Юноша упрямо помотал головой, откидывая со лба русые волосы таким полным неосознанной грации жестом, что Амальрик против воли залюбовался им.
– Нет, месьор, – заявил Винсент угрюмо. – Это был принц Валерий, и я готов хоть перед самим Митрой ответить за свои слова. То же самое я сказал и королю.
– В самом деле? Так Его Величество что, виделся с тобой еще раз?
Сын Тиберия кивнул.
– Да, чуть позже он прислал за мной слугу. Король хотел расспросить… – У него перехватило горло, и Винсент смог продолжать лишь с трудом, – …о том, как погиб отец. Увы, я не смог поведать ничего достойного внимания правителя.
Он осушил одним глотком свою кружку и тут же махнул рукой, чтобы принесли еще.
– Я в конюшне был, когда они напали на нас. Смотрел жеребенка… На шум сперва не обратил внимания, думал, это Дайрат, наш капитан стражи, затеял во дворе учебные бои… Потом выбежал, бросился на помощь – но эти негодяи прокрались сзади и подожгли конюшню. Лошади обезумели и бросились к выходу.
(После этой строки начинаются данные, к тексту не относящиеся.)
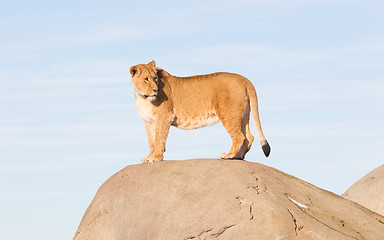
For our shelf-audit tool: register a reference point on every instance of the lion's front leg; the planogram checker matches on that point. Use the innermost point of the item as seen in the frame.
(159, 133)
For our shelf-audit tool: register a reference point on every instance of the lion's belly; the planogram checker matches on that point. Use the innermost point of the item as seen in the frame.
(145, 110)
(195, 122)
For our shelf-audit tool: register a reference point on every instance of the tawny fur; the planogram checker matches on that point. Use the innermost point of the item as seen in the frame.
(163, 100)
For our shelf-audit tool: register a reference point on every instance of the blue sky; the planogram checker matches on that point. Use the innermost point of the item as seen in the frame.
(68, 119)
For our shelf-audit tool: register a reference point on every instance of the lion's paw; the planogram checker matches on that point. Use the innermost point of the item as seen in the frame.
(151, 158)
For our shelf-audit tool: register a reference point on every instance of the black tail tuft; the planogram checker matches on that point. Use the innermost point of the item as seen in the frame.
(266, 149)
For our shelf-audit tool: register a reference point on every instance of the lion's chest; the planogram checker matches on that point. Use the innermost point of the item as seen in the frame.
(145, 109)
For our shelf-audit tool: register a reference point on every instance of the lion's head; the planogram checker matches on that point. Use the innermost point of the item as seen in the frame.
(145, 80)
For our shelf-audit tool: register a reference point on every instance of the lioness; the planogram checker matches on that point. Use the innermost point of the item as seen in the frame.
(163, 100)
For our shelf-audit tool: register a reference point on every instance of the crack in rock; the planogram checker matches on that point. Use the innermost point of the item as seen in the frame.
(199, 235)
(204, 233)
(247, 202)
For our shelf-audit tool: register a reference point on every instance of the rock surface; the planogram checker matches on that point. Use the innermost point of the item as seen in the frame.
(218, 199)
(369, 191)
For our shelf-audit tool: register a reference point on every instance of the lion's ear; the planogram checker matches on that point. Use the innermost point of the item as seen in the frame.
(133, 70)
(152, 64)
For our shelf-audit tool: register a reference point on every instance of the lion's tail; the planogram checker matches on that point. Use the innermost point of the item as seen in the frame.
(255, 114)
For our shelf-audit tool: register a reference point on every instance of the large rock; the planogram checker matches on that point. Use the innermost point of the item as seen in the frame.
(208, 199)
(369, 191)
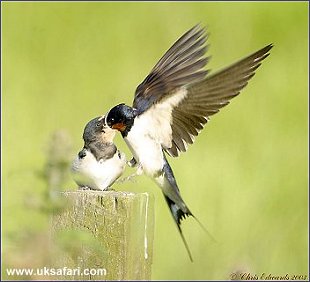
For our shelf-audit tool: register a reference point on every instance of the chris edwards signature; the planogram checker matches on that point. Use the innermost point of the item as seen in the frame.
(266, 276)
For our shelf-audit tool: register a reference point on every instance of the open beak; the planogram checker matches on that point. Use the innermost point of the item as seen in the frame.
(119, 126)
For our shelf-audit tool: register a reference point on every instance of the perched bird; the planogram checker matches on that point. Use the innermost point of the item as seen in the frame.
(172, 105)
(99, 164)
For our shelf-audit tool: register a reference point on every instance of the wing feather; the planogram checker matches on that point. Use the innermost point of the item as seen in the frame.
(182, 64)
(208, 96)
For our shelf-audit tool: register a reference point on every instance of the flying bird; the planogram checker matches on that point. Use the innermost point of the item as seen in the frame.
(99, 164)
(173, 104)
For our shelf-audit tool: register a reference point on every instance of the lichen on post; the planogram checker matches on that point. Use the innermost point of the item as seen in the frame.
(112, 231)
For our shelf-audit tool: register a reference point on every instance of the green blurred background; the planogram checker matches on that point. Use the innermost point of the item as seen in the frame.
(245, 177)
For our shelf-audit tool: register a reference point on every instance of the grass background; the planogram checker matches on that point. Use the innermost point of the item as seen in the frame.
(246, 175)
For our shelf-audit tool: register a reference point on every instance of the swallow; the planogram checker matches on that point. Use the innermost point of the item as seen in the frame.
(173, 104)
(99, 164)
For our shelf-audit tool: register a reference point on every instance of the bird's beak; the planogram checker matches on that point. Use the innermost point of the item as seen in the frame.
(119, 126)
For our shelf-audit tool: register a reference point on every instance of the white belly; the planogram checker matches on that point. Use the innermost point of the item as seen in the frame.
(146, 151)
(97, 175)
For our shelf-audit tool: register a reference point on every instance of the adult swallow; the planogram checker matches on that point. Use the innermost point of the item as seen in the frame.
(99, 164)
(172, 105)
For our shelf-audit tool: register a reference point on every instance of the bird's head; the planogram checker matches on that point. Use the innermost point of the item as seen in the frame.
(96, 129)
(120, 117)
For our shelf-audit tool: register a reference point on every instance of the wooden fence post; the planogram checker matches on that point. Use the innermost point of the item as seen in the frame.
(109, 230)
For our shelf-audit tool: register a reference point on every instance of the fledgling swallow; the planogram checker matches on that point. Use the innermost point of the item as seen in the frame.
(99, 164)
(172, 105)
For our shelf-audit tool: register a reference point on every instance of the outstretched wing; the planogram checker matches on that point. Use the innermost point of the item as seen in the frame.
(206, 97)
(176, 99)
(182, 64)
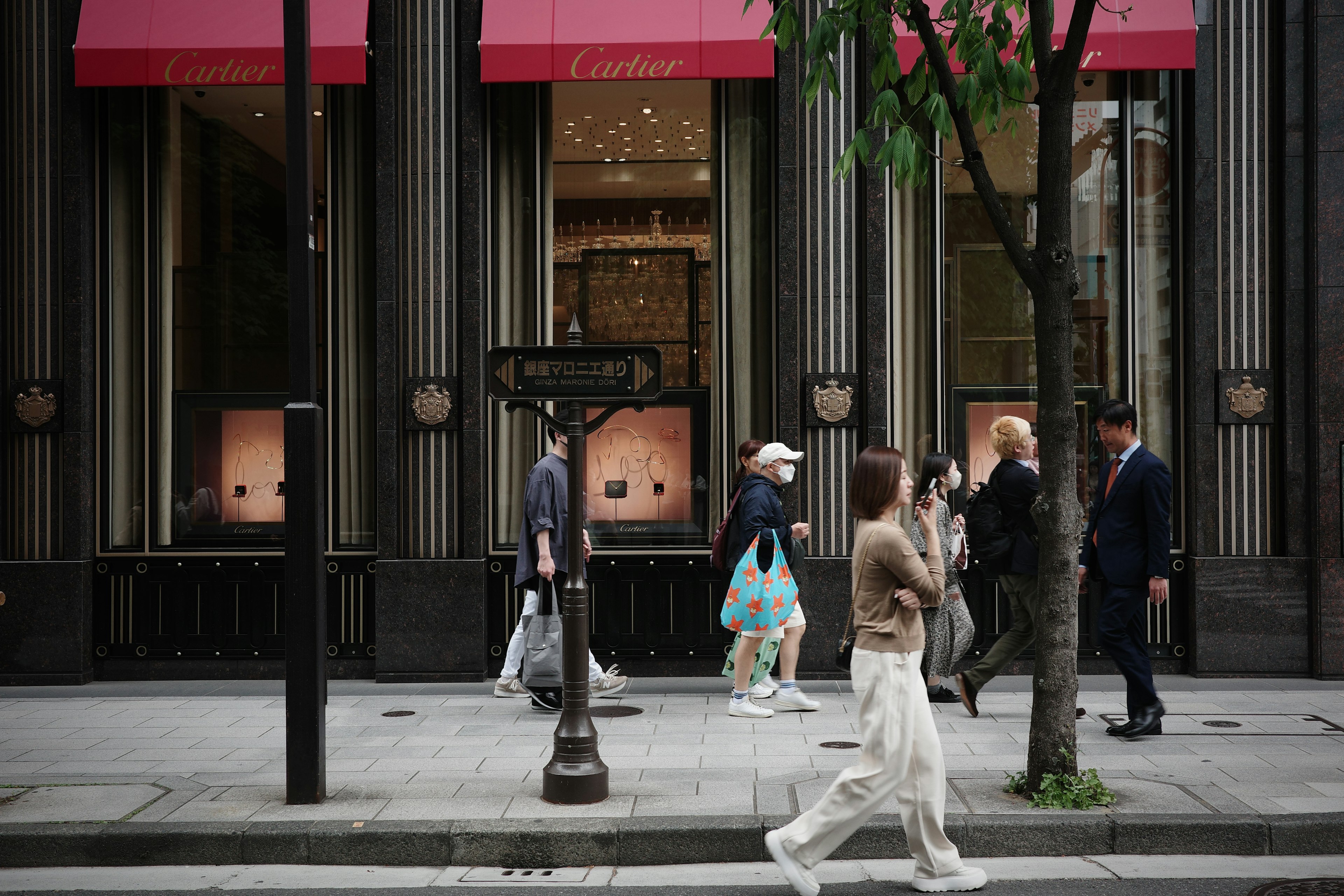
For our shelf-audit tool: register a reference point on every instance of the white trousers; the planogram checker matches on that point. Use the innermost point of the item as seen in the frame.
(901, 757)
(514, 659)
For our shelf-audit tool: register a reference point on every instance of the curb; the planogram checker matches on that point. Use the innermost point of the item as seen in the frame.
(642, 841)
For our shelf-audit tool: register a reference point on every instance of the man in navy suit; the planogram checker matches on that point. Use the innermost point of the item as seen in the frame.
(1127, 547)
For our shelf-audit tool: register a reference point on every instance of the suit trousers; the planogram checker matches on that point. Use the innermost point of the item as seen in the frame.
(1022, 598)
(1123, 630)
(901, 758)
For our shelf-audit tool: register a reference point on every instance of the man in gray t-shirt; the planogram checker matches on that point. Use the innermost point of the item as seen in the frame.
(544, 562)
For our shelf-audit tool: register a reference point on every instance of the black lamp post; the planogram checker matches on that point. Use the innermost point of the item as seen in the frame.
(306, 575)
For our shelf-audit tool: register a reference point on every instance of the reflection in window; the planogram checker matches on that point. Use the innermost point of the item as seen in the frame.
(224, 304)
Должно быть, одна из них налетела на меня сзади… Я почувствовал удар, отлетел в сторону, ушиб голову… – Он невольно коснулся затылка, где внимательный глаз даже под волосами мог заметить огромную шишку. – Больше я ничего не помню. О, если бы я мог…
– Не трать времени на пустые сожаления, – сухо оборвал барон его стенания. – Ты остался жив, чтобы отомстить убийцам, а это главное. Даже если бы ты поспешил отцу на помощь – что ты мог сделать, один против всех, безоружный… Но что же дальше?
Винсент вздохнул, собираясь с мыслями.
Пережитое еще слишком свежо было в памяти, чтобы он мог спокойно говорить об этом. И он даже не осознал до конца всей необъятности утраты. Лишиться в одночасье всех родственников, имущества, крова… тут было от чего прийти в отчаяние. Но юноша не до конца еще оправился от шока, и сильнее всего было в нем недоумение. Он никак не мог поверить, чтобы нечто столь ужасное могло произойти именно с ним, но это было реальностью, причем необратимой. Приземленный разум его никак не мог свыкнуться с этой мыслью. И потому даже в гневе и скорби его было что-то наигранное, неискреннее.